62 This case is distinguishable from Re Minister and Multicultural Affairs; Ex parte Applicant S20/2002 [2003] HCA 30; (2003) 198 ALR 59 in which it was held that a feature to consider evidence corroborating an applicant's account, having rejected that account, was not an error of law, at [12]-[14] (Gleeson CJ), at [49] (McHugh and Gummow JJ). This is not a case of the kind to which Gleeson CJ referred in [14] of Applicant S20:
Decision-makers commonly express their reasons sequentially; but that does not mean that they decide each factual issue in isolation from the others. Ordinarily they review the whole of the evidence, and consider all issues of fact, before they write anything. Expression of conclusions in a certain sequence does not indicate a failure to consider the evidence as a whole. I do not think that the Tribunal member intended to convey that she made up her mind about the evidence of the applicant/appellant before taking account of the evidence of the witness who was said to corroborate him.

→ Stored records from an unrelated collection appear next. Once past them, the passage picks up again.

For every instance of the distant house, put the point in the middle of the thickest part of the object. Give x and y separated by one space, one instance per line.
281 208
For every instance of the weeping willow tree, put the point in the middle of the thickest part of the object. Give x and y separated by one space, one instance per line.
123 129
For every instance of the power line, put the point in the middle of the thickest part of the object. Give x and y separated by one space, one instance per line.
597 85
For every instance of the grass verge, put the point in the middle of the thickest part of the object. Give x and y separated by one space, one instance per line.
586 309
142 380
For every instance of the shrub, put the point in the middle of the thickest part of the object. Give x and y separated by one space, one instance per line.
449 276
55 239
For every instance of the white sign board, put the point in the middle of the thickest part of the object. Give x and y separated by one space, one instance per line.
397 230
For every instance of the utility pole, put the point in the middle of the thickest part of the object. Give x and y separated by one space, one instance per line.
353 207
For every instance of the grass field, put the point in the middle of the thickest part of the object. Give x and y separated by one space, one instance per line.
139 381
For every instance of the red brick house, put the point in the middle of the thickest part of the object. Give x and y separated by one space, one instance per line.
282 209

63 Instead, the compartmentalised reasoning adopted by the IAA meant that it considered both the appellant's claim and the medical evidence independently of the other, and without considering the new information as a whole.
64 It may be that the IAA's error could also be said to have made its decision legally unreasonable, because of irrationality in the reasoning process - see Minister for Immigration and Citizenship v SZMDS [2010] HCA 16; (2010) 240 CLR 611 at [130]-[131]. However, counsel did not contend for such a characterisation and it need not be considered.
65 The IAA's error should be regarded as material because it affected a foundational step in its reasoning, that is, its rejection of the appellant's reasons for not raising his new claim before the Minister's delegate. As previously noted, the IAA had relied on that conclusion in the assessment of the s 473DD(b)(i) criterion and, in turn, on the assessment of the s 473DD(a) criterion. Given its importance to the IAA's reasoning, it can be concluded that the error has deprived the appellant of the possibility of a successful outcome: Hossain v Minister for Immigration and Border Protection [2018] HCA 34, (2018) 264 CLR 123 at [72]; Applicant S270/2019 v Minister for Immigration and Border Protection [2020] HCA 32 at [4].
66 Accordingly, I consider that, for this limited reason, the appeal must be allowed.